Based on my medical experience— almost 40 years as a physician in Canada as well as in a number of jurisdictions with universal healthcare systems—these documents often provide no assistance to caring family members and may actually result in terrible conflicts as families struggle to make decisions. The couple confided that they had met with their two sons to discuss the issue, and one of them was so upset by the subject that he withdrew, saying, “how morbid can you be to talk about dying!” This is generally a signal that advance care planning must be given serious consideration in order to pre-empt conflicts and negative experiences that result when difficult decisions have to be made. Modern medicine often leads to interventions that try and salvage a person’s life when what is really needed is proper palliative care. These important issues should be discussed with loved ones, especially those who may fulfill the role of substitute decision makers (SDMs). I found a recent New York Times article, entitled “Coverage for End-of- Life Talks Gaining Ground” to be an ironic commentary on the sad state of contemporary American medicine.

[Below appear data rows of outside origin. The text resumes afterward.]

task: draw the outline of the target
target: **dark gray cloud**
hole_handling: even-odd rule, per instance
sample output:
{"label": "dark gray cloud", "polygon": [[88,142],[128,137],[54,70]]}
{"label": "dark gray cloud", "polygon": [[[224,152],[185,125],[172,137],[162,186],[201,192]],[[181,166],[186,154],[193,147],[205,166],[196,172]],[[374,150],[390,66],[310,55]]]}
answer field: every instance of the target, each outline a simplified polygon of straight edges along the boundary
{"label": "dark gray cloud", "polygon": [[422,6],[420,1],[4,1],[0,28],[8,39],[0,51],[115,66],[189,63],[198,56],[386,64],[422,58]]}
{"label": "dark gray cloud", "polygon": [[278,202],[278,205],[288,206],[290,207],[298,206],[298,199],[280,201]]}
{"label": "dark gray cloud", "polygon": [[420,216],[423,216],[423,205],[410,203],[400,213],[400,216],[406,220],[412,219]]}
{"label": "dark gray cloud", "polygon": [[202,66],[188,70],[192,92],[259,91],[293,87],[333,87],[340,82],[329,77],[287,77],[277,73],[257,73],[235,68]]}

The article started with the following: “Five years after it exploded into a political conflagration over ‘death panels,’ the issue of paying doctors to talk to patients about end-of-life care is making a comeback, and such sessions may be covered for the 50 million Americans on Medicare as early as next year.” Now—very incrementally—the American people, physicians and bureaucrats are beginning to develop funding mechanisms for what is now recognized as a very important, humane and respectful process of discussions.
These are key components for assuring that one receives the desired care when one’s life is coming to its end. Immortality is not part of the human condition, and thus this is an undertaking that must be seriously addressed. In most jurisdictions—including Canada, where much but not all of the negative stigma of end-of life planning has been overcome and advance care planning does exist—there is ample evidence that it greatly supports patients, their families, and healthcare and social service professionals. I have not practised for many decades in the United States, but I have dealt with American family members going through end-of-life situations.
I was appalled by the focus on technologically prioritized treatments in contrast to palliative care philosophy- based decisional options in cases where invasive medical treatments are likely to be futile. This is less common but not completely so in Ontario, where I currently work and have had those conversations for many years. The important message is that these conversations are crucial. I witness it when patients are admitted to the palliative care unit where I work. Most, but not all, patients and their families understand what the stakes are, and are prepared to make the best palliative and comfort care decisions in co-operation with the dedicated healthcare professional staff, with a focus on symptom management and psycho-social issues rather than on elusive technological treatments. This should be the standard of practice in this century.
Modern medicine has many “tricks” up its ever-expanding technological sleeve. Physicians must help patients and their families know when it is time to say “enough.” End of life should be dignified with very little physical and emotional suffering.
Dr. Michael Gordon is Medical Program, Director of Palliative Care at Baycrest Geriatric Health Care System.